Verführerische Blickfänge

20.06.2014: Von Stephanie Apelt.

Atemberaubende Frauen inmitten süßer Verführungen machen die Lambertz-Kalender so begehrt. Im seinem Kalendermuseum in Hechingen hat Friedrich Bayer ihnen viel Platz eingeräumt. Deutschlands bislang einziges Kalendermuseum verbirgt sich (ein wenig) im Oldtimermuseum Zollernalb in Hechingen, Obere Mühlstraße 9. Hier hat sich der Bisinger Friedrich Bayer einen Lebenstraum verwirklicht – und möchte andere daran teilhaben lassen. „Der Kalender ist ein wunderbares Stück Kulturgut“, sagt Bayer, „ein Zeitzeuge aus Papier“. Jeder Kalender spiegle stets auch den Zeitgeist. Gut 20 000 Kalender aus aller Welt hat Bayer im Laufe vieler Jahre zusammengetragen, mal als Einzelstück vom Flohmarkt, mal als komplette Sammlung, mal als großzügige Spende von den Firmen direkt, die mit Kalendern gerne Werbung machen. Ganzer Stolz Bayers zur Zeit sind die berühmten Lambertz-Kalender. „Nur 1000 Exemplare gibt es pro Jahrgang“, sagt er. Lambertz ist einer der führenden deutschen Gebäckhersteller, wurde schon 1688 in Aachen gegründet. Ähnlich wie bei beim Reifenhersteller Pirelli setzten hier Top-Fotografen Frauengestalten wunderbar ins Bild, als verführerischen Blickfang, mit und ohne Keksdose. Immer geht es Friedrich Bayer um die Kunst als solche, schlicht Vulgäres würde in sein Museum keinen Einzug halten. Ganz weh wird ihm ums Herz, wenn er den Besucher zum Beispiel zu den edlen Kalendern der Firma Zanders führt. Die Papierfabrik setzte auf aufwändige Gestaltung, holte bei der Kalenderschau in Stuttgart einen Preis nach dem anderen, 2008 allerdings gab es die letzte Auflage, was den Kenner Bayer zutiefst bedauert. Doch sein Fundus ist ja groß, immer wieder gestaltet er die Museumswände um, setzt neue thematische Schwerpunkte. So rückt auch hier der Erste Weltkrieg in den Fokus. Es war eine Zeit, in denen Kalender noch echte Jahr-Bücher waren, wichtige Nachschlagwerke und Datenquellen.
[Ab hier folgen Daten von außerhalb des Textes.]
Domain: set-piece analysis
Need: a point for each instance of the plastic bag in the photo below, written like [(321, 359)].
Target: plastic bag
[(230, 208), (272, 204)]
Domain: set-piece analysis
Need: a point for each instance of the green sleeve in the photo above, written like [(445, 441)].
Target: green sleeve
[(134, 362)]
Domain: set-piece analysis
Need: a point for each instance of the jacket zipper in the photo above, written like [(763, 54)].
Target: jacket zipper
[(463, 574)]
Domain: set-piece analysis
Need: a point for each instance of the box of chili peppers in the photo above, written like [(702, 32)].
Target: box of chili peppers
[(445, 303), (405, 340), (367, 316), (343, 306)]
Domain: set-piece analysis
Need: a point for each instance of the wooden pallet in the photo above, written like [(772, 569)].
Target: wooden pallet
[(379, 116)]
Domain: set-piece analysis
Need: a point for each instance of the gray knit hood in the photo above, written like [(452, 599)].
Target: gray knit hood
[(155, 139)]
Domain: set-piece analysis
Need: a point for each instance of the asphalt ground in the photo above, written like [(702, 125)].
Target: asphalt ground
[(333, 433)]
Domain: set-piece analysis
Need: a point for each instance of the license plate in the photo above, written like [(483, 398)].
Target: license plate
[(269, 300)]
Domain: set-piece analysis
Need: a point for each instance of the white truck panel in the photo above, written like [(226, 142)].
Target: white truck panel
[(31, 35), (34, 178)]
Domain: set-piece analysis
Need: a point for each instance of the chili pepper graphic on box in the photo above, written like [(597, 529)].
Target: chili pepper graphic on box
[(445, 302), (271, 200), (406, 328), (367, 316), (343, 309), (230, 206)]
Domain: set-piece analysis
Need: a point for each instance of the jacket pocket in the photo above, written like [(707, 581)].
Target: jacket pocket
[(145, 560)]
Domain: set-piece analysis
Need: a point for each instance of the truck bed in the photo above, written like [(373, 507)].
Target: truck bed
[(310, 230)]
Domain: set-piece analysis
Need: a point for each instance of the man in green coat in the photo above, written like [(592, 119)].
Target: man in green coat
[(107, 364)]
Bayer hat die eine oder andere Seiten aufgeschlagen. Ein schneller Blick zeigt: 1913 zählte Hechingen 5100 Einwohner, in ganz Hohenzollern waren es 71 000. Gleich daneben hat Bayer einen Festungsbaukasten der Firma Anker in Feldgrau ausgestellt, „eine belehrende und anregende Unterhaltung auch für Erwachsene. Alle Vorkommnisse des modernen Stellungskrieges lassen sich mit diesem neuen Kasten darstellen“, wurde damals geworben. Ein Besuch im Kalendermuseum vereint so immer Zeitgeschichte, Kultur und Kunst.